Она отошла уже порядочно, когда, простоволосый, в опорках на босу ногу, догнал ее Перфилий.
– Вот тут у меня было… – забормотал он, суя в сумку ей шоколадные конфеты. – Это тебе на дорогу. Не обижайся, Маня… Простишь, а? А с Ленкой у меня все! – отчаянно и грустно сказал он. – Стерва она, гуляет…
– Уйди! – сказала Манька, глядя в сторону. – Отстань!
– В субботу в клуб придешь? – спросил Перфилий, быстро шагая рядом.
– Почта у меня, – по-прежнему глядя в сторону, сказала Манька.
– Ну в воскресенье! – не сдавался Перфилий. – Мне тебе что-то сказать надо… приходи, Маня, а?
– Не знаю, – помолчав, невнятно сказала Манька и ускорила шаг. Перфилий отстал.
«Как же! Так и приду, жди! – думала Манька, низко наклонив голову, слушая приглушенный расстоянием шум моря. – Дуру какую нашел… Чего я пойду! С конфетами… подлизывается!» Она запустила руку в сумку, нащупала конфеты, сжала, но не бросила почему-то, как сперва хотела, так и шла, сжимая конфеты в руке.
На повороте она оглянулась, будто кто-то толкнул ее в спину: Перфилий стоял на дорожке, на том месте, где отстал, и смотрел ей вслед. Увидев, что Манька обернулась, он поднял руку, и Манька сейчас же заторопилась, заспешила, еле удерживаясь, чтобы не побежать. А пройдя с полверсты, она присела, настороженно осмотрелась, свернула в кусты, в золотисто-желтые березки, в мох и легла там, лицом на сумку. «Ах, да что же это приключилось… Как же я теперь письма им буду носить!» – думалось ей.
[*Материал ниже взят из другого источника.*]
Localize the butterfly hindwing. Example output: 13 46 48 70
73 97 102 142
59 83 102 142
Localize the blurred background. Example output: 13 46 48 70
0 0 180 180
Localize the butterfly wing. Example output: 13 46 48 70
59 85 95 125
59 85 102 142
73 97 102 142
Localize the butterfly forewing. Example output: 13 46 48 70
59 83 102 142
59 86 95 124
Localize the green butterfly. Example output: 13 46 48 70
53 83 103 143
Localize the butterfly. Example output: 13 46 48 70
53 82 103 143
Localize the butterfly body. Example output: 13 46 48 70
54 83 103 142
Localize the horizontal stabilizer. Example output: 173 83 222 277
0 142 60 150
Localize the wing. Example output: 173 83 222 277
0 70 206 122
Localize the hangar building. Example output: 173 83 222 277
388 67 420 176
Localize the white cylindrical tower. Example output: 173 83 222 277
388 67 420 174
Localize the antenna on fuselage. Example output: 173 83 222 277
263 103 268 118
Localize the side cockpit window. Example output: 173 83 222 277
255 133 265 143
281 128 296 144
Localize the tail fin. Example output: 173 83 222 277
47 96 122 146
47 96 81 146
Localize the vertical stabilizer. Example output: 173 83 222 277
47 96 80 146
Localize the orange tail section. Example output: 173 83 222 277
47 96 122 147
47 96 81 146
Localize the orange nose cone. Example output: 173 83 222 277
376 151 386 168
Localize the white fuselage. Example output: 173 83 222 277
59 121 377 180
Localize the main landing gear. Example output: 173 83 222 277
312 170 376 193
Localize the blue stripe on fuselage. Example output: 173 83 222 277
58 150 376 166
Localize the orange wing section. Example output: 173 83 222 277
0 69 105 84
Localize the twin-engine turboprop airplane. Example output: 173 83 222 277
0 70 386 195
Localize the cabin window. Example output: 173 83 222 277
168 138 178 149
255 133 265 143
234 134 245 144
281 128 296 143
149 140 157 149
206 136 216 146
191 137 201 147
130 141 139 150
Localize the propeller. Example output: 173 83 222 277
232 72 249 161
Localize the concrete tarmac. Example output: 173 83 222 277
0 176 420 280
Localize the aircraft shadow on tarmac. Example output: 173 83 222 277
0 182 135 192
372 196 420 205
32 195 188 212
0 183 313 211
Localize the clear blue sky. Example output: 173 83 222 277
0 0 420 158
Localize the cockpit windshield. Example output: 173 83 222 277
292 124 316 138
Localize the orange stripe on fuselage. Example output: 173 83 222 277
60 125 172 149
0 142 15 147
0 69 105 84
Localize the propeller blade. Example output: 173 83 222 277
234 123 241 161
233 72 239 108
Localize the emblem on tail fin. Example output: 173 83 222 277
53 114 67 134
Лицо ее горело, голова кружилась от свежего, чистого, рыбацкого запаха Перфилия. Видела она близко его темные, шальные, перекошенные глаза, замирала, вновь переживая весь ужас, всю радость, весь стыд сегодняшнего дня. И уже весело, мстительно, томительно-уверенно звучали в ней все те же дикие и вещие слова: «Так бы и он скрипел и болел, и в огне горел, не мог бы он ни жить, и ни быть, и ни пить, и ни ись!»
На острове
Рейсовый пароход, на котором приехал ревизор Забавин, низко, вибрирующе загудел и, разворачиваясь, заваливаясь на правый бок, пошел дальше к глухим северным становищам. А Забавин даже не оглянулся на него: так надоели ему за трое суток этот грязно-белый пароход, грохот лебедок на стоянках, гул моторов, коротконогий капитан, старший помощник с наглым развратным лицом, грубые официантки.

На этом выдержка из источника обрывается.